Corollary 1. All the interior angles of any recti-lineal figure, together with four right angles, are equal to twice as many right angles as the figure has sides. For any rectilineal figure ABCDE can be divided into as many triangles as the figure has sides, by drawing; straight lines from a point F within the figure to each of its angles.

And by the preceding proposition, all the angles of these triangles are equal to twice as many right angles as there are triangles, that is, as the figure has sides.
And the same angles are equal to the interior angles of the figure, together with the angles at the point F, which is the common vertex of the triangles, that is, together with four right angles. [I. 15. Corollary 2.
Therefore all the interior angles of the figure, together with four right angles, are equal to twice as many right angles as the figure has sides.

Corollary 2. All the exterior angles of any recti-lineal figure are together equal to four right angles.
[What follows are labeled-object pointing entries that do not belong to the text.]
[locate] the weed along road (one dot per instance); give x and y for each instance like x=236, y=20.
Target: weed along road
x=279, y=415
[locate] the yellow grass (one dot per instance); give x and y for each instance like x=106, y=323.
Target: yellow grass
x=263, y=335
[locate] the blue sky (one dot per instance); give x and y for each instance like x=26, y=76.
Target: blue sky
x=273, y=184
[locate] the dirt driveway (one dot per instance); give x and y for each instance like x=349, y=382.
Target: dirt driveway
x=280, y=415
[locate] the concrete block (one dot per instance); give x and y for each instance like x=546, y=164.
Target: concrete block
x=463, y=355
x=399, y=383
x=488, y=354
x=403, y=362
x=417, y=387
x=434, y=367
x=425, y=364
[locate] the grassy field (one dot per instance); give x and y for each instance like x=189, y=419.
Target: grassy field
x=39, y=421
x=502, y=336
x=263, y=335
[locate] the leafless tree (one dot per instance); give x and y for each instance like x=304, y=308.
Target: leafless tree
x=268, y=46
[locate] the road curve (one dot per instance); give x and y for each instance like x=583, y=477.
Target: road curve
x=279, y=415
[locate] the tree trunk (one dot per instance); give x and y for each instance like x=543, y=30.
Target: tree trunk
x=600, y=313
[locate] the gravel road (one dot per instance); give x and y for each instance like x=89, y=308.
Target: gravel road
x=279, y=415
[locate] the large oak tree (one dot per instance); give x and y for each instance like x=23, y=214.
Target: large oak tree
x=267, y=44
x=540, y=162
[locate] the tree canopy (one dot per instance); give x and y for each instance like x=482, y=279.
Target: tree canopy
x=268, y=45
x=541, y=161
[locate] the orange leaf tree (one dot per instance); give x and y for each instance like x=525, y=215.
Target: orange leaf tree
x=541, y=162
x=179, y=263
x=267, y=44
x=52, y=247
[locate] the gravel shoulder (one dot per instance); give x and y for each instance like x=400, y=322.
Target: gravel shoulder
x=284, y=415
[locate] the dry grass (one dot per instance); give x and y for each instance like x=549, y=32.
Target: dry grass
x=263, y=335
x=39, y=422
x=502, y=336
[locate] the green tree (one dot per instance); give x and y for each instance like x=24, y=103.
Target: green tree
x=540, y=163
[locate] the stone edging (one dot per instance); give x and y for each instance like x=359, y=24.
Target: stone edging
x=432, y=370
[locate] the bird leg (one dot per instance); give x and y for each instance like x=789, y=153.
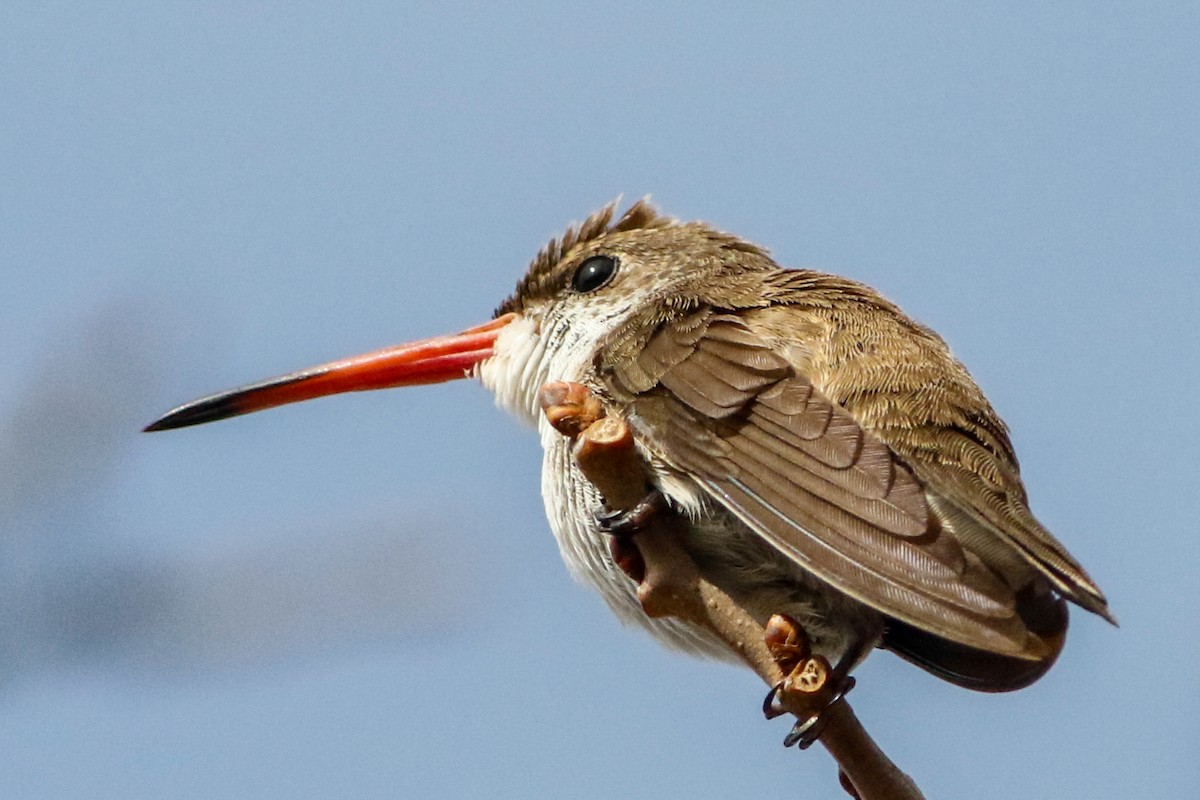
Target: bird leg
x=671, y=584
x=631, y=521
x=809, y=681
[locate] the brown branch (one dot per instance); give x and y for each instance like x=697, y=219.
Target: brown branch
x=670, y=584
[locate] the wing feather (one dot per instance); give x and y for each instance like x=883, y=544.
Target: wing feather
x=713, y=400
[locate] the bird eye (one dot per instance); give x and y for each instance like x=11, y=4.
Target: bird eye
x=593, y=274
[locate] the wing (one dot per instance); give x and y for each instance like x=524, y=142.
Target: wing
x=715, y=401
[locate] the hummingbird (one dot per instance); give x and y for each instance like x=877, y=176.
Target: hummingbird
x=833, y=461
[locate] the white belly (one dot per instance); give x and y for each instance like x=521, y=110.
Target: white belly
x=570, y=504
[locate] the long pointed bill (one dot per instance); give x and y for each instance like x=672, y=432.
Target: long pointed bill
x=429, y=361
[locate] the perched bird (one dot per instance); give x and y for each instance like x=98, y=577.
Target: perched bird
x=834, y=461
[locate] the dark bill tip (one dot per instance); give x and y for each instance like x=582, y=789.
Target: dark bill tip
x=207, y=409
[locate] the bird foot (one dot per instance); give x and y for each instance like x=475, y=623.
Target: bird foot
x=810, y=684
x=628, y=523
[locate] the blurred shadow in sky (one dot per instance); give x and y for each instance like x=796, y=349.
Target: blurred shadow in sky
x=73, y=589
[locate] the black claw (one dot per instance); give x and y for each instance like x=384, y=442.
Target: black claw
x=769, y=708
x=628, y=523
x=805, y=732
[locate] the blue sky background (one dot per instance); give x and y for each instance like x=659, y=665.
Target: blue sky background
x=360, y=596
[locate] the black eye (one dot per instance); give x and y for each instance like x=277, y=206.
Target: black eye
x=593, y=274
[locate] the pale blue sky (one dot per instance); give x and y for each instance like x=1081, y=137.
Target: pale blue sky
x=360, y=596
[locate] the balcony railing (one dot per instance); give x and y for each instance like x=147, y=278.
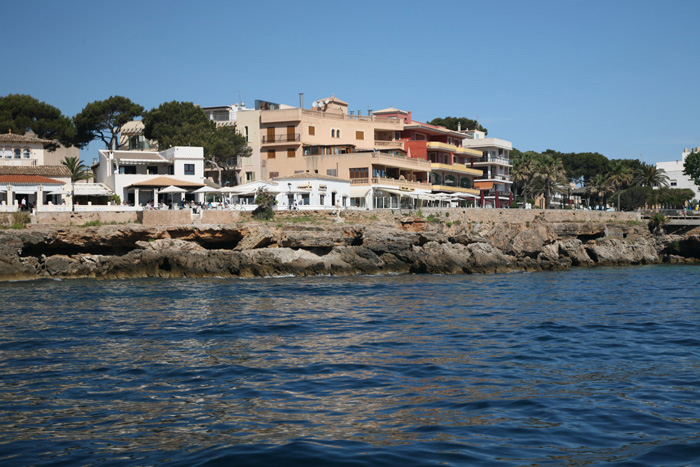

Because every interior angle ABC, with its adjacent exterior angle ABD, is equal to two right angles ; [I. 13.
therefore all the interior angles of the figure, together with all its exterior angles, are equal to twice as many right angles as the figure has sides.
But, by the foregoing Corollary all the interior angles of the figure, together with four right angles, are equal to twice as many right angles as the figure has sides.
Therefore all the interior angles of the figure, together with all its exterior angles, are equal to all the interior angles of the figure, together with four right angles.
Therefore all the exterior angles are equal to four right; angles.